Pakistan’s energy crisis deepens as fossil fuel dependence grows amid systemic LNG import failures and delayed nuclear safety protocols
Original framing: “Pakistan ramps up furnace oil use, delays nuclear maintenance amid LNG shortages - Reuters” — Reuters (via Google News)
The original framing omits Pakistan’s historical energy sovereignty movements, such as the 1970s nationalization of utilities under Zulfikar Ali Bhutto, and the IMF’s role in dismantling public energy infrastructure via structural adjustment programs. It also ignores the expertise of local engineers and energy planners who have long advocated for decentralized renewable solutions, as well as the environmental justice impacts on marginalized communities near furnace oil plants. Additionally, the geopolitical dimensions—such as U.S.-China competition over LNG contracts in Pakistan—are erased.
Low structural omission detected in mainstream coverage.
Reuters’ narrative is produced by a Western-centric financial press embedded in global energy markets, serving the interests of fossil fuel lobbies, IMF/World Bank creditors, and nuclear energy advocates. The framing prioritizes market-based solutions (e.g., LNG imports) over structural reforms, obscuring the role of debt-driven energy policies and the erosion of public-sector capacity in energy planning. The omission of Pakistan’s historical energy sovereignty struggles and IMF-imposed austerity measures reflects a neoliberal bias that depoliticizes energy crises.
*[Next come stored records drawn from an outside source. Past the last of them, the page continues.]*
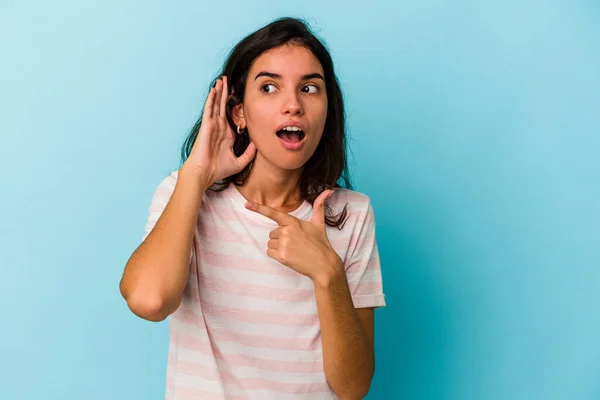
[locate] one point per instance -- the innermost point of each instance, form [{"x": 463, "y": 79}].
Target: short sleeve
[
  {"x": 160, "y": 199},
  {"x": 363, "y": 269}
]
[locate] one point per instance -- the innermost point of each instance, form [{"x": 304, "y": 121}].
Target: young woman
[{"x": 268, "y": 268}]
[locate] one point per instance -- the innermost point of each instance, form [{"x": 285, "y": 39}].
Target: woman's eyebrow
[{"x": 277, "y": 76}]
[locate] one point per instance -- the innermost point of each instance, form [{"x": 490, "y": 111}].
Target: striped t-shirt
[{"x": 247, "y": 327}]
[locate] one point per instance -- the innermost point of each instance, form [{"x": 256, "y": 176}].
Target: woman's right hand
[{"x": 212, "y": 152}]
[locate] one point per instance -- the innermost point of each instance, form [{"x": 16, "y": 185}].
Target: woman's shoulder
[{"x": 354, "y": 199}]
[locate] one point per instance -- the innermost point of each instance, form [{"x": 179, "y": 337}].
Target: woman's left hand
[{"x": 302, "y": 245}]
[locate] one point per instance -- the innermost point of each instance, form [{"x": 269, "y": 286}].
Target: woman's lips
[{"x": 292, "y": 145}]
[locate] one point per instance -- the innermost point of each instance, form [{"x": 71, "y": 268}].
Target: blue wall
[{"x": 476, "y": 132}]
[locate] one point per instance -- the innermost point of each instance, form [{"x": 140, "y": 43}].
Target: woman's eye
[
  {"x": 315, "y": 88},
  {"x": 266, "y": 86}
]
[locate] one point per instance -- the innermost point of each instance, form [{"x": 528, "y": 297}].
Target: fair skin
[
  {"x": 156, "y": 273},
  {"x": 278, "y": 91}
]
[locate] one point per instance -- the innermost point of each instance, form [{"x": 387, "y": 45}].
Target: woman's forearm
[
  {"x": 157, "y": 272},
  {"x": 348, "y": 357}
]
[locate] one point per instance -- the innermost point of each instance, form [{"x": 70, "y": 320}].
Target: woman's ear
[{"x": 238, "y": 115}]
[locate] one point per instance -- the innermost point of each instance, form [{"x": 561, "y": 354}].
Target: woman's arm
[
  {"x": 347, "y": 337},
  {"x": 157, "y": 271}
]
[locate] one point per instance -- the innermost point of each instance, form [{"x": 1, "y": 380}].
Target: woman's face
[{"x": 285, "y": 85}]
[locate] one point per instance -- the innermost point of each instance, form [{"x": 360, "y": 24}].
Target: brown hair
[{"x": 328, "y": 164}]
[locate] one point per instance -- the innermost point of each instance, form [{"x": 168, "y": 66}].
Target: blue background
[{"x": 476, "y": 132}]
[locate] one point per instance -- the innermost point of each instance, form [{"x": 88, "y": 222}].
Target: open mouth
[{"x": 291, "y": 136}]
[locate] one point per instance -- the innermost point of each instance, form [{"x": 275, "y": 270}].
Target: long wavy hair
[{"x": 328, "y": 167}]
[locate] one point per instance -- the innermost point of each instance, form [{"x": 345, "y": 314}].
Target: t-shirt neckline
[{"x": 240, "y": 201}]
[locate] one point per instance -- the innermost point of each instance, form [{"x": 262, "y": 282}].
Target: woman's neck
[{"x": 274, "y": 187}]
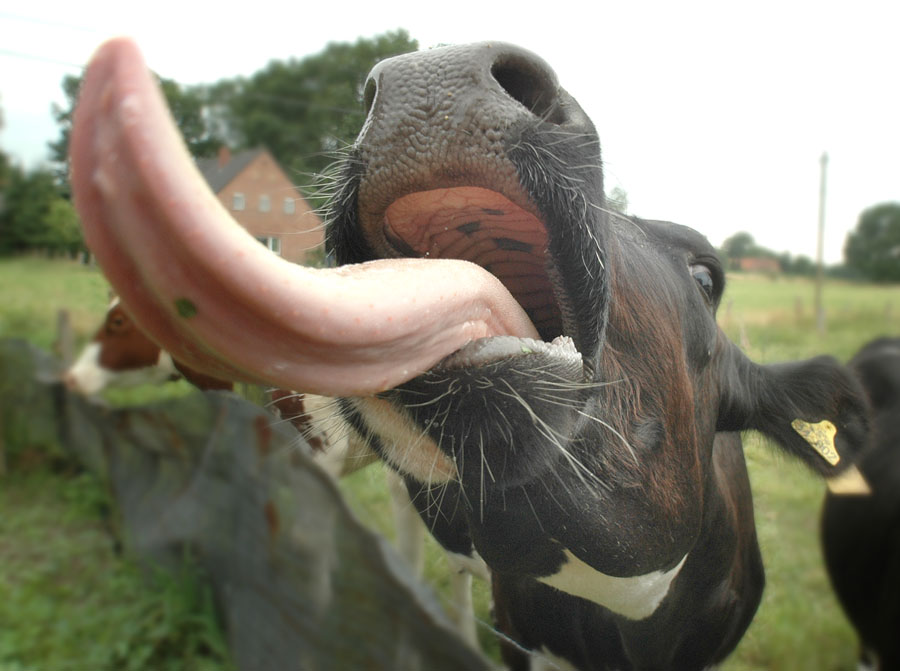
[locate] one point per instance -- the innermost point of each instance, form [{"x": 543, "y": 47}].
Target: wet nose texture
[{"x": 448, "y": 118}]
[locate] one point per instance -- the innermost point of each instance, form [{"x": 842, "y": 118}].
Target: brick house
[
  {"x": 759, "y": 264},
  {"x": 258, "y": 194}
]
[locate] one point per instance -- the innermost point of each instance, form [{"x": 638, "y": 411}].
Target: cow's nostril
[{"x": 531, "y": 86}]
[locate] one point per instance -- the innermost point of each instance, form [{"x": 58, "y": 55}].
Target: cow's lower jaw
[{"x": 634, "y": 597}]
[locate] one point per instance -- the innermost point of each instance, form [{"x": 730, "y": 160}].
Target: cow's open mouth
[
  {"x": 484, "y": 227},
  {"x": 206, "y": 291}
]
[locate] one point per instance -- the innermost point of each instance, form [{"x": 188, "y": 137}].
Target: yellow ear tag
[{"x": 820, "y": 436}]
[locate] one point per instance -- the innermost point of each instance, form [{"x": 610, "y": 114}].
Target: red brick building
[{"x": 258, "y": 194}]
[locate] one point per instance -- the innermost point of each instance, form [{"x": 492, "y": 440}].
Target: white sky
[{"x": 712, "y": 114}]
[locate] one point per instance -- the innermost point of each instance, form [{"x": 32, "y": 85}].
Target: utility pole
[{"x": 820, "y": 247}]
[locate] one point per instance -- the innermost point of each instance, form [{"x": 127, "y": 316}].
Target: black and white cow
[
  {"x": 548, "y": 376},
  {"x": 861, "y": 534}
]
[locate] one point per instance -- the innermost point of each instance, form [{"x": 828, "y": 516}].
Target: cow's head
[
  {"x": 595, "y": 439},
  {"x": 498, "y": 325},
  {"x": 121, "y": 355}
]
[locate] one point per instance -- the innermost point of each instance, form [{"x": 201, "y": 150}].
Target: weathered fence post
[{"x": 64, "y": 346}]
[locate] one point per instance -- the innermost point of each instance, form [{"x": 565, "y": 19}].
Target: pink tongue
[{"x": 209, "y": 293}]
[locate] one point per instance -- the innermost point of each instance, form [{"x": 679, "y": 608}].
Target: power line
[
  {"x": 42, "y": 59},
  {"x": 46, "y": 22}
]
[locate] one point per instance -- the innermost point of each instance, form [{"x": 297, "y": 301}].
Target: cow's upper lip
[{"x": 485, "y": 227}]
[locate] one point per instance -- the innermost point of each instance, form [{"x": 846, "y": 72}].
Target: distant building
[
  {"x": 758, "y": 264},
  {"x": 258, "y": 194}
]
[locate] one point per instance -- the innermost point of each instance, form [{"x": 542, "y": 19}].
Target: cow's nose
[{"x": 454, "y": 81}]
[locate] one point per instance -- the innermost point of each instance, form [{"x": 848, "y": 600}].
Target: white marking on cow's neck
[
  {"x": 406, "y": 446},
  {"x": 86, "y": 376},
  {"x": 636, "y": 597}
]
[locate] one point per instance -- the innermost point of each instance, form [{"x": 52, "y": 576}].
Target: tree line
[{"x": 306, "y": 111}]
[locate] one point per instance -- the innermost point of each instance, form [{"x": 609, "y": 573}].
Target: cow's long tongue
[{"x": 209, "y": 293}]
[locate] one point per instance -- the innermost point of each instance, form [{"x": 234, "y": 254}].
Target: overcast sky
[{"x": 712, "y": 114}]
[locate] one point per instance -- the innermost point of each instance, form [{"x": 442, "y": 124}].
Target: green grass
[
  {"x": 799, "y": 625},
  {"x": 34, "y": 289},
  {"x": 70, "y": 602}
]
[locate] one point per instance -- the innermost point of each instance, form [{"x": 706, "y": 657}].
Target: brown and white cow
[
  {"x": 121, "y": 355},
  {"x": 861, "y": 534},
  {"x": 548, "y": 376}
]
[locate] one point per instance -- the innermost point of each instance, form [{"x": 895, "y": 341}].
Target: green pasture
[{"x": 49, "y": 537}]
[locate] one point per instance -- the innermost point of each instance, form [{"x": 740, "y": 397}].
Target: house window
[{"x": 273, "y": 244}]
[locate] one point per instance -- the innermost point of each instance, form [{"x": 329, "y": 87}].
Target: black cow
[
  {"x": 594, "y": 471},
  {"x": 861, "y": 534},
  {"x": 577, "y": 428}
]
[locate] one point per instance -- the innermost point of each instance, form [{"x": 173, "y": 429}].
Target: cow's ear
[{"x": 815, "y": 409}]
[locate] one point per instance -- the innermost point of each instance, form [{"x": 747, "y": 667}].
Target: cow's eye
[{"x": 703, "y": 276}]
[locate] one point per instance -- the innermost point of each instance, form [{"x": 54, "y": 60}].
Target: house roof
[{"x": 218, "y": 176}]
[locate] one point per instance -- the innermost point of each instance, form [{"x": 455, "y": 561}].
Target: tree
[
  {"x": 62, "y": 229},
  {"x": 873, "y": 247},
  {"x": 187, "y": 106},
  {"x": 36, "y": 216},
  {"x": 739, "y": 246},
  {"x": 27, "y": 200},
  {"x": 304, "y": 111}
]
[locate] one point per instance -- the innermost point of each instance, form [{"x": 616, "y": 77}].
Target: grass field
[{"x": 798, "y": 627}]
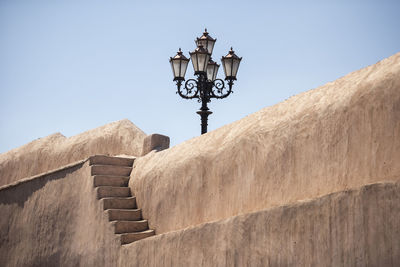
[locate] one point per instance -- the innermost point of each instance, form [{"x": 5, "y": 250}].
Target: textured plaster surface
[
  {"x": 312, "y": 181},
  {"x": 342, "y": 135},
  {"x": 54, "y": 151},
  {"x": 351, "y": 228},
  {"x": 55, "y": 220}
]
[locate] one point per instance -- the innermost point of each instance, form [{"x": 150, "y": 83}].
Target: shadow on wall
[{"x": 19, "y": 193}]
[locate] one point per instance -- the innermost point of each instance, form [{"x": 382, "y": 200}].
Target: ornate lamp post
[{"x": 206, "y": 86}]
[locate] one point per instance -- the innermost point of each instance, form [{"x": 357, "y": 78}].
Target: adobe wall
[
  {"x": 55, "y": 220},
  {"x": 342, "y": 135},
  {"x": 54, "y": 151},
  {"x": 352, "y": 228}
]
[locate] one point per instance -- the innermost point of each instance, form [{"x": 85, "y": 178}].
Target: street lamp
[{"x": 206, "y": 86}]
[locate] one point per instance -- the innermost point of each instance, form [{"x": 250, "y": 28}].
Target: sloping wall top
[
  {"x": 342, "y": 135},
  {"x": 54, "y": 151}
]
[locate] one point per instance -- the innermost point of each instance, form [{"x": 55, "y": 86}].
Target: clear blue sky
[{"x": 70, "y": 66}]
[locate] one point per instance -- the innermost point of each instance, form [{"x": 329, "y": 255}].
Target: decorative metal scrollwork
[
  {"x": 190, "y": 89},
  {"x": 219, "y": 90}
]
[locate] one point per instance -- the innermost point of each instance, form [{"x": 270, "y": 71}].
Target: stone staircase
[{"x": 110, "y": 179}]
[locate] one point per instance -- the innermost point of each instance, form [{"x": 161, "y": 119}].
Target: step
[
  {"x": 110, "y": 170},
  {"x": 119, "y": 203},
  {"x": 121, "y": 227},
  {"x": 124, "y": 214},
  {"x": 109, "y": 180},
  {"x": 112, "y": 191},
  {"x": 107, "y": 160},
  {"x": 132, "y": 237}
]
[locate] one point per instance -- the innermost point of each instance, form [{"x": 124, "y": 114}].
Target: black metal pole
[
  {"x": 205, "y": 98},
  {"x": 204, "y": 112}
]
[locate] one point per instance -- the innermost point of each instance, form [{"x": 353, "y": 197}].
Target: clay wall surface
[
  {"x": 352, "y": 228},
  {"x": 342, "y": 135},
  {"x": 54, "y": 151},
  {"x": 55, "y": 220}
]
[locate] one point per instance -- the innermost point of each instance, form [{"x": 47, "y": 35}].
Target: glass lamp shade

Pakistan’s energy sector has been shaped by decades of geopolitical manipulation, from the 1950s U.S. aid tied to oil imports to the 1990s IMF-imposed deregulation of WAPDA (Water and Power Development Authority). The 1970s nationalization of utilities under Bhutto created a robust public sector, but structural adjustment programs in the 1990s dismantled it, leaving a fragmented, privatized system vulnerable to shocks. The current crisis mirrors the 2005-2008 energy shortages, which were also blamed on 'supply disruptions' while ignoring systemic underinvestment in transmission and maintenance.
Pakistan’s energy crisis is not an accident but a convergence of neoliberal austerity, geopolitical energy dependencies, and the erosion of public-sector capacity—rooted in the IMF’s 1990s structural adjustment programs that dismantled WAPDA and prioritized private LNG imports over domestic resilience.